One night a week I volunteer at a public library. I was in the children's non-fiction shelves when I noticed a recent enhancement: placards with illustrated Dewey Decimal System numbers. These are placed on the shelves amongst the books so they are at a kid's eye level.
They make it easy to spot, for example, that the books on birds start at 598 and that the books on cars are at 629.222. There were at least a couple of dozen placards, for topics such as dinosaurs, scary stories, the middle ages, etc.
What a cool idea. Not earth-shattering, and no doubt not unique, but still a useful enhancement. As I was shelving books I noticed a placard at 973 labeled American Indians. The book that was right next to that placard was about early American colonialists. Hmmmm... I'm no expert on the Dewey Decimal System, but that looked really odd to me.

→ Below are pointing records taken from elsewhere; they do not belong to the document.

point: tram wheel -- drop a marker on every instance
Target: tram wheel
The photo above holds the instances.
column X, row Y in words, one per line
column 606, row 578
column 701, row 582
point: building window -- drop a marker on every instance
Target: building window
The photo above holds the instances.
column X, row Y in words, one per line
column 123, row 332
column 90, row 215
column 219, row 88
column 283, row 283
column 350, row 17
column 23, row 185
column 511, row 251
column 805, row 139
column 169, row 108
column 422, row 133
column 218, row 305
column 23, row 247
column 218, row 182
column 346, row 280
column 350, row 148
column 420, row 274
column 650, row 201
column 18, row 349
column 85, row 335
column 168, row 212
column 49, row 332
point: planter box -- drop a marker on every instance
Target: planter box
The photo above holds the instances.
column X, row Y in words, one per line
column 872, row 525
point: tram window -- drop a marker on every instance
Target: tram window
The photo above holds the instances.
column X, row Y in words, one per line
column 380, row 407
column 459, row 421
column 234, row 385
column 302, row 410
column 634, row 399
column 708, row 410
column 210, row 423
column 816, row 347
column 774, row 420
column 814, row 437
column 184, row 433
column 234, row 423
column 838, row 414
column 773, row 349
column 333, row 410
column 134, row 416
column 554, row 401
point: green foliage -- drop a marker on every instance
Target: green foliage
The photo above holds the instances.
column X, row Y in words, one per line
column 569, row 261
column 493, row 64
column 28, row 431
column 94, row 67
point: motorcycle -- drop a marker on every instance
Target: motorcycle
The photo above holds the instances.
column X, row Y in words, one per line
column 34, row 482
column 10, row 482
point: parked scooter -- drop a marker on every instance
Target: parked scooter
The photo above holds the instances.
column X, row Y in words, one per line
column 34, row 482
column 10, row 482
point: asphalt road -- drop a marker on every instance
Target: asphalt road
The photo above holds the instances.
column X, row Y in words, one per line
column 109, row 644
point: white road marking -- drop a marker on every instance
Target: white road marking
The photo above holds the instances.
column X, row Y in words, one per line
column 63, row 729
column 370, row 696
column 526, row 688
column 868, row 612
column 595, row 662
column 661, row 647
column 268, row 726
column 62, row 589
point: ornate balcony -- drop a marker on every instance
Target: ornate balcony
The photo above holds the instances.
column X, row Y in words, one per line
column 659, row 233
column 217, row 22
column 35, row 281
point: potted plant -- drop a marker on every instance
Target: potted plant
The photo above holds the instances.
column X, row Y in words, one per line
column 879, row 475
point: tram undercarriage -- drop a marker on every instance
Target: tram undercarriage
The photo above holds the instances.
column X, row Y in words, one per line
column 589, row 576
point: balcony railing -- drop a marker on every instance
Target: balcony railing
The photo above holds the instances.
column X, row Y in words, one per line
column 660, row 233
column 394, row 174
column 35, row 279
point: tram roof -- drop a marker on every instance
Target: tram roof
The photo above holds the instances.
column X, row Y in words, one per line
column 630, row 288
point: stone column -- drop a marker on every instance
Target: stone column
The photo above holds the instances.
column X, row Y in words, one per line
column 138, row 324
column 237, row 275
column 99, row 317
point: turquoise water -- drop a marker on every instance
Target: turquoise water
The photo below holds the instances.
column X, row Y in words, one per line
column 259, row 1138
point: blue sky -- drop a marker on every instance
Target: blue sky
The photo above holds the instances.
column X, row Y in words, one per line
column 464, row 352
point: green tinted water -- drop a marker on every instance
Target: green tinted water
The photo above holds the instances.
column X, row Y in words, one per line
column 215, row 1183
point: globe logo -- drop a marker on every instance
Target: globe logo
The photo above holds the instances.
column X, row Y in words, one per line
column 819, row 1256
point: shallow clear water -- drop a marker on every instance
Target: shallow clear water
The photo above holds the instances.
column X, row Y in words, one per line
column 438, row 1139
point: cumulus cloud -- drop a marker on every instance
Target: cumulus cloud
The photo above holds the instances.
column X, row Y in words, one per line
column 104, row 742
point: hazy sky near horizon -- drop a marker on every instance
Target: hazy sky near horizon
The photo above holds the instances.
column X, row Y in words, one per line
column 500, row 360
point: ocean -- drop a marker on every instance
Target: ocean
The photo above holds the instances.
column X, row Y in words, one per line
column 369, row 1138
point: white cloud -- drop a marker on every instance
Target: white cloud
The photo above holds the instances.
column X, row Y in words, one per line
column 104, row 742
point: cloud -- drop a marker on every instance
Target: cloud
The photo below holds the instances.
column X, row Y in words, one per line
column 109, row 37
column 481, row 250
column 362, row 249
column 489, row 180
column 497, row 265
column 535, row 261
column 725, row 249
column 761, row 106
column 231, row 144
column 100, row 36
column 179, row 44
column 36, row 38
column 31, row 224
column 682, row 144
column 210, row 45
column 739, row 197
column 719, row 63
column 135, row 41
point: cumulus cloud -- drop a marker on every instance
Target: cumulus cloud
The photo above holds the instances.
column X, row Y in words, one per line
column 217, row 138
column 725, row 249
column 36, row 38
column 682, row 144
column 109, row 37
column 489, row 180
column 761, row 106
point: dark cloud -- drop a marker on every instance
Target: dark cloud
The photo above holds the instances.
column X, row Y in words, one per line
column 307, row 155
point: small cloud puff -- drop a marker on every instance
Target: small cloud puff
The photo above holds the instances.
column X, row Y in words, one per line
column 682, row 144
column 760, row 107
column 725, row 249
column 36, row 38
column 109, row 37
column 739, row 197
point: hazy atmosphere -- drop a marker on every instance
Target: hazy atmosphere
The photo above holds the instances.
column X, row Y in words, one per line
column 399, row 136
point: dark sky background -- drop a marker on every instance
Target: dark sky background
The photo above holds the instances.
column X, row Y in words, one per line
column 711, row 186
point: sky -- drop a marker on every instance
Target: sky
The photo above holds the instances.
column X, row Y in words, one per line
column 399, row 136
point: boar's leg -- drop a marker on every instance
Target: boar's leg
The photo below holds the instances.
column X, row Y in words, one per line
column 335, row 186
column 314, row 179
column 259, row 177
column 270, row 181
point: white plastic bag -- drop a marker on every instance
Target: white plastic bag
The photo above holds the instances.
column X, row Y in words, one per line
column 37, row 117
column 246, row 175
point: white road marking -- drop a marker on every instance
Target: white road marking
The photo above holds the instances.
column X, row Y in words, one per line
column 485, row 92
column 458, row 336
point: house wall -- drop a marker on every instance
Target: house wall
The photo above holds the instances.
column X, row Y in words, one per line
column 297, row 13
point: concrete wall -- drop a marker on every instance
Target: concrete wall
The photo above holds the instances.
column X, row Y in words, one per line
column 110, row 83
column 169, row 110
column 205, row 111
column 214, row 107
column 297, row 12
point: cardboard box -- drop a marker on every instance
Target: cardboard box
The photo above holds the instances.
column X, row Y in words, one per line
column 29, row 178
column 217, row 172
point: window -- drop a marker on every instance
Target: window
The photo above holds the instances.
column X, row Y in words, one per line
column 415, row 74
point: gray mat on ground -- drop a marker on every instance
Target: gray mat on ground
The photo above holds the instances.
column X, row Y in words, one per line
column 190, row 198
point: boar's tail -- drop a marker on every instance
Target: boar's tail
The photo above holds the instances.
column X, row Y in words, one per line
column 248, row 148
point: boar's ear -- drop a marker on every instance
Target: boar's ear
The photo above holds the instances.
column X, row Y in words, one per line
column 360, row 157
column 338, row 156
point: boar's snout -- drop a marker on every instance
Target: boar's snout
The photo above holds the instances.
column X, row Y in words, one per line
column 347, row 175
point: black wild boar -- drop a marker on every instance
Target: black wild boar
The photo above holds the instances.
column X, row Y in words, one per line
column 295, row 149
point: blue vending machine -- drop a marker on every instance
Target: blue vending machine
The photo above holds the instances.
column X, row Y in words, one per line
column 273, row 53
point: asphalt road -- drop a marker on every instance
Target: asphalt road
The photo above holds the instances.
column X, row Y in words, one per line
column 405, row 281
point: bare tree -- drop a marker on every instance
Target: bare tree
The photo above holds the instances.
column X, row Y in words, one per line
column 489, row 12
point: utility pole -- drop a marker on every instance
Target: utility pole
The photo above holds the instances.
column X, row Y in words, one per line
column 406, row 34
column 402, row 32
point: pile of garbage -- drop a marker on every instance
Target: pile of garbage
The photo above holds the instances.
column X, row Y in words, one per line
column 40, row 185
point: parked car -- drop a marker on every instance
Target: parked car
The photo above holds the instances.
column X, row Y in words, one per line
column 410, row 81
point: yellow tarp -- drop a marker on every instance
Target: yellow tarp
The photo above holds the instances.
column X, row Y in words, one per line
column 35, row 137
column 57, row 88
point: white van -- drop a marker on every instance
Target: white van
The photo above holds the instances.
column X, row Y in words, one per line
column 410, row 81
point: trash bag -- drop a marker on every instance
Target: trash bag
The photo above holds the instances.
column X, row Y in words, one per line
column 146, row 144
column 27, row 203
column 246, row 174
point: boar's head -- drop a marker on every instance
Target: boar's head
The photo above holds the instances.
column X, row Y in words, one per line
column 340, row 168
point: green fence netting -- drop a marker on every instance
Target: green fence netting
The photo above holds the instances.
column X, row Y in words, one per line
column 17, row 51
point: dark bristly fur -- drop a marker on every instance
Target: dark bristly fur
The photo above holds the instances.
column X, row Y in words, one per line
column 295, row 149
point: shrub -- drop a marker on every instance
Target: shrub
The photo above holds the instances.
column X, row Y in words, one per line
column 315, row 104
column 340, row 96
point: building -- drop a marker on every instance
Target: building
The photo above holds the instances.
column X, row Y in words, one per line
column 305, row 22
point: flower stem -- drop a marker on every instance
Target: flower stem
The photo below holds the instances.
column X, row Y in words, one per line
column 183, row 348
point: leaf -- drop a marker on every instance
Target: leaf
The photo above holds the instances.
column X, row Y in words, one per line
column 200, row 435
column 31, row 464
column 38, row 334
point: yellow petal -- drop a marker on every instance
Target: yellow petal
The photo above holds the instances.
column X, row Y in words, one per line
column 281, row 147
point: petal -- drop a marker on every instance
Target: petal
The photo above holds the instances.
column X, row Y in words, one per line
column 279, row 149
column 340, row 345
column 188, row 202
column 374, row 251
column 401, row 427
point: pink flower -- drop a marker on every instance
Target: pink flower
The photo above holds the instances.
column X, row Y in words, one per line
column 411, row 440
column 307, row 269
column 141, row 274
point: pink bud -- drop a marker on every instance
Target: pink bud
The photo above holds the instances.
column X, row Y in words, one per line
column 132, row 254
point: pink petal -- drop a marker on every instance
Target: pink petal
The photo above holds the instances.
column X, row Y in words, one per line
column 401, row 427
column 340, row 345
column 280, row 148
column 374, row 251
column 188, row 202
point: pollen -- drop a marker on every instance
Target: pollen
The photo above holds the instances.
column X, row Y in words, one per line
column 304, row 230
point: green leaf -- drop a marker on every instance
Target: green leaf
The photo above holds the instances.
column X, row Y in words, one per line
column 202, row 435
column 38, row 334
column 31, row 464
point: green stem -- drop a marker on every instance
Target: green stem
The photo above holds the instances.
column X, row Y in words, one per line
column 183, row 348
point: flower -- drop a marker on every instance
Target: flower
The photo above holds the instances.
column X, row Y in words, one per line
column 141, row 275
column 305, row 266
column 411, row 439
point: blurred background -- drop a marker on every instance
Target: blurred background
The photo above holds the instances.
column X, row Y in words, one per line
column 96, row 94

I asked the branch manager about it and he confirmed that 973 is used for United States history.
So while there might be some books that mention American Indians at 973, the books dedicated to the subject of American Indians are at 970, which is for the History of North America. We removed the placard so that it could be redone. If a librarian had reviewed that placard before it was deployed the error would have been avoided.
An analogy that Jason uses when making the case for code review is that no one expects a writer to publish words without first having an editor apply a second pair of eyes to those words. The incorrect placard at the library provides yet another example of the value of review.
As far as I know, only that one placard was wrong. And it was only off
by 3! But as in computer software, 3 can make a really big difference.